At this year’s Harvard-Yale tailgate, not only will the infamous keg ban remain in place, but also the Boston Police Department will be stepping up its presence, possibly forcing an ID check at the pregame festivities.
If adopted, that would be a disastrous decision.
Before I explain that statement, let’s comb through some history on the subject.
In 2000, four students had to be treated for life threatening alcohol poisoning, the blame for which was pinned on the superfluity of tapped and unattended kegs.
In response to that health nightmare, then-Dean of the College Harry R. Lewis ’68 imposed an unpopular ban on all kegs for the 2002 edition of The Game and ran an op-ed in The Crimson in its defense.
In the piece, Lewis crafted a careful argument which pointed out that kegs often lead to overconsumption of alcohol and thus more alcohol poisoning relative to cans, because the quantity of beer consumed from a keg is difficult to track. He also pointed out that “the higher cost of canned beer than kegs is actually an argument in favor [of the ban],” because it could lead to the purchase of a smaller quantity of beer due to the higher cost.
Then, he made a fatal miscalculation.
“There is no reason to think that students faced with cans and hard liquor will favor the hard stuff while the same students faced with kegs and hard liquor would go for the beer,” Lewis wrote in the op-ed.
Lewis was right in that the ban of kegs did lead to less beer being readily available at the 2002 tailgate. That’s because instead of drinking from kegs, students opted for the next cheapest form of booze, which was not cans or bottles of beer, but hard alcohol. And the hard stuff is much more difficult to keep track of from the standpoint of quantity consumed than the beer distributed from kegs that Lewis was so concerned about.
Unsurprisingly, there were more incidences of alcohol poisoning in 2002 than there were in 2000.

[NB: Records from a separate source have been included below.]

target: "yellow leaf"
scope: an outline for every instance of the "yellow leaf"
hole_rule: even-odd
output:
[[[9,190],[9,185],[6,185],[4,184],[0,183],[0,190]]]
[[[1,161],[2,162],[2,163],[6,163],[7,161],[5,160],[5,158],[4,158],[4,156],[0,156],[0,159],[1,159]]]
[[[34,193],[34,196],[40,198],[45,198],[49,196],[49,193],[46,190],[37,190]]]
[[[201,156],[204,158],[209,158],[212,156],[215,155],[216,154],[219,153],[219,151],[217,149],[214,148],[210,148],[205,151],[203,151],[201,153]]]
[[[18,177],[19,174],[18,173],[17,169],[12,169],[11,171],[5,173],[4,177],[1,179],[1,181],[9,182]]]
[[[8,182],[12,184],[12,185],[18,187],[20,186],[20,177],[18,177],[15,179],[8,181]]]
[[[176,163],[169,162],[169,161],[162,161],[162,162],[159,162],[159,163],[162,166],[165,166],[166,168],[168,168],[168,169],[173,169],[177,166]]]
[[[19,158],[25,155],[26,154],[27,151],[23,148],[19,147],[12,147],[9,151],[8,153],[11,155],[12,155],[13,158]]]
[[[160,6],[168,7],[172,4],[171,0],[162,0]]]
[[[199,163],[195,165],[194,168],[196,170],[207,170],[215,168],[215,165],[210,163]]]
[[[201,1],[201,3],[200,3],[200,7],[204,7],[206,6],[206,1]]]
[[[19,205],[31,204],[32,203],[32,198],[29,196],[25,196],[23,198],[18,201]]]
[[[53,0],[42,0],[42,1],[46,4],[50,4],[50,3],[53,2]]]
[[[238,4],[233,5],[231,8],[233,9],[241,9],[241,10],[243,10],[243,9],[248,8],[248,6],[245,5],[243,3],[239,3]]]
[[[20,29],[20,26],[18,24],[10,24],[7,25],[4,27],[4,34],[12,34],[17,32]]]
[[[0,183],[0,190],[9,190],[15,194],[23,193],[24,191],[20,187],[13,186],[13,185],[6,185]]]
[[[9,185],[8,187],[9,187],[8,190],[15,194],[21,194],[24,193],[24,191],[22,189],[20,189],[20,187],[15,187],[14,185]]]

Now, the administration at the insistence of the Boston police seems prepared to institute even further restrictions on alcohol consumption at the 2004 rendition of The Game.
Like all other restrictions, this will do virtually nothing to curb the amount of alcohol consumed during Harvard-Yale weekend. Sure, underage students might not be allowed to walk up to House U-Hauls and grab a frosty brew or a cup of some Tropicana Twister-and-rum concoction. Instead, they’ll just binge drink in their rooms at 10 a.m., or carry around a flask full of some noxious liquor that even a homeless alcoholic wouldn’t drink.
What these restrictions will do is limit the amount of “soft” alcoholic beverages consumed at the tailgate even further, because underage fans will refrain from carrying around easily distinguishable cans and bottles of beer in favor of more easily concealable liquor. From an alcohol poisoning standpoint, that is a lethal blow, due to the relatively diluted nature of beer compared to hard alcohol. With the former, it takes a very concerted effort to become dangerously intoxicated, but with the latter, a simple miscalculation can punch your ticket to UHS.
If you grant me the premise that students who want to drink, will drink and that you’d rather have those students drinking beer than hard liquor, then you should also agree that the College should be focusing more of its policy on promoting the consumption of beer over more potent forms of alcohol. And by promoting beer, I don’t mean selling off the sponsorship of the Harvard-Yale festivities to Miller Brewing Co., but rather avoiding policies which create inherent incentives for students to swap beer for hard liquor.
On that note, I think Undergraduate Council President Matt Mahan ’05 has the right idea with regard to his proposal of a “pancake breakfast,” the starches from which would serve to combat alcohol poisoning.
(It’s important to note here that Associate Dean of the College Judith H. Kidd and Assistant Dean of the College Paul J. McLoughlin II told The Crimson yesterday that they, in fact, came up with the pancake breakfast idea. Despite the fact that nothing piques my interest like a good council president vs. admininstration fight to the death, I’m not going to get in the middle of this mess, but I do have to say that if Kidd and McLoughlin did propose this idea, then I applaud them in the same manner.)
These types of proposals are mired in what I’ll dub “realism.” They are based upon the assumption that students will drink (some even to the Ted Kennedy or Boris Yeltsin levels) and, therefore, attempt to find ways to keep the risk of overconsumption, or alcohol poisoning, to a minimum.
It’s time for the College administrators to step up and adopt a more responsible policy than “out of tailgate sight, out of mind.” It’s time for those folks in University Hall to take a realistic view of the situation and enact policies which, rather than being token jabs at the perceived problem like the keg ban, actually show some regard for student safety.
But most of all, it’s time to realize that in the world of drinking, beer is not the enemy and instituting policies that either implicitly or explicitly combat its consumption can lead to more of the very problems which those restrictions sought to curtail.